CVE-2022-24859: 
Python vulnerability analysis and mitigation

PyPDF2, a pure Python PDF library, was found to contain a security vulnerability (CVE-2022-24859) that was disclosed on April 18, 2022. The vulnerability affects versions prior to 1.27.5, where an attacker could craft a malicious PDF file containing manipulated inline images that would cause the application to enter an infinite loop when attempting to process the content stream (NVD, GitHub Advisory).

The vulnerability exists in the ContentStream._readInlineImage method of PyPDF2. The issue occurs because the last while-loop in this method only terminates when it finds the EI token but never actually checks if the stream has ended.

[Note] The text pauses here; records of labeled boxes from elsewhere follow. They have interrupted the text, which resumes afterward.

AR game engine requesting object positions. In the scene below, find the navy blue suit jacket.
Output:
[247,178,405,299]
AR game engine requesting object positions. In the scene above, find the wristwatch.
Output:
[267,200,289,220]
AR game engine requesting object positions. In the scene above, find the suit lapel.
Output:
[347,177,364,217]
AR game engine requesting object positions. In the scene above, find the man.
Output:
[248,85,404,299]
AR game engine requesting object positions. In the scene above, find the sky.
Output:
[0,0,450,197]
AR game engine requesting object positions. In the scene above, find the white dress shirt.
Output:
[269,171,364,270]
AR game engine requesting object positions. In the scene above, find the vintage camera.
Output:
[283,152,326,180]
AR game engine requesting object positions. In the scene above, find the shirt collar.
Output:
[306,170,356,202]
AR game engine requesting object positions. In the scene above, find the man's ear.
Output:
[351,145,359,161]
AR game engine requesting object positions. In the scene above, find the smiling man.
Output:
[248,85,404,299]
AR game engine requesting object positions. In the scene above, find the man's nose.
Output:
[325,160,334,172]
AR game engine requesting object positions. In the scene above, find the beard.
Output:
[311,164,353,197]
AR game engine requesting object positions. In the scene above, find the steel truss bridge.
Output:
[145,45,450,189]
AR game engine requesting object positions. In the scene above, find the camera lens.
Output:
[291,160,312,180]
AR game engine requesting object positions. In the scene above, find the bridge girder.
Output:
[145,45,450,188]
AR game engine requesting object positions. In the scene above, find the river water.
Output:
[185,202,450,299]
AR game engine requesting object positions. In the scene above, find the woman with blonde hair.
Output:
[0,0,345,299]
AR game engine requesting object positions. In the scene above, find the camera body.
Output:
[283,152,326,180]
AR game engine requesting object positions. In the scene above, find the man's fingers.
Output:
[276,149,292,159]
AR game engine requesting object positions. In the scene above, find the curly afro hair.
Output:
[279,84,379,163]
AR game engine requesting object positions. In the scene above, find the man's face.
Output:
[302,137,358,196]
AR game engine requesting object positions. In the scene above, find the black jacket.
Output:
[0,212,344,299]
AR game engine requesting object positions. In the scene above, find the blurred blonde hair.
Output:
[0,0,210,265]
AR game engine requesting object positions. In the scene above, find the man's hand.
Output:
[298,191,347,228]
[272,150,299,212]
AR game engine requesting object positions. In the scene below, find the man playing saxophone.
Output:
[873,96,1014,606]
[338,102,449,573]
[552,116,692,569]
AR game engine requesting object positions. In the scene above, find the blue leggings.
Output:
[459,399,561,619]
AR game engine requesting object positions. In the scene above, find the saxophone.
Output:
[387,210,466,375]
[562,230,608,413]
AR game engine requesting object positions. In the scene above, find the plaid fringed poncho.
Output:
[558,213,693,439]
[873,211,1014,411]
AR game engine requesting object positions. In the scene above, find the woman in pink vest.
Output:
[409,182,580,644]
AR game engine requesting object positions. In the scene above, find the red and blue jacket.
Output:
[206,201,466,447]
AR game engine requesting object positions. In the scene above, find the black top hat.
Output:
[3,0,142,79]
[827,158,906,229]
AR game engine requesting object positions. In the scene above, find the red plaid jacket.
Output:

This implementation flaw allows for the creation of a broken inline image that doesn't have an EI token, resulting in an infinite loop. The vulnerability has been assigned a CVSS v3.1 base score of 6.2 (Moderate), with metrics indicating Local attack vector, Low attack complexity, No privileges required, and High availability impact (GitHub Advisory).

When exploited, this vulnerability can lead to a denial of service condition by consuming system resources through an infinite loop. This affects applications using PyPDF2 to process PDF files, particularly when attempting to read content streams containing inline images (Ubuntu Security).

The vulnerability was patched in PyPDF2 version 1.27.5, released on April 15, 2022. Users are recommended to upgrade to this version or later to address the security issue. The fix includes improvements to the ContentStream._readInlineImage method to handle cases where the EI token is missing (GitHub Release).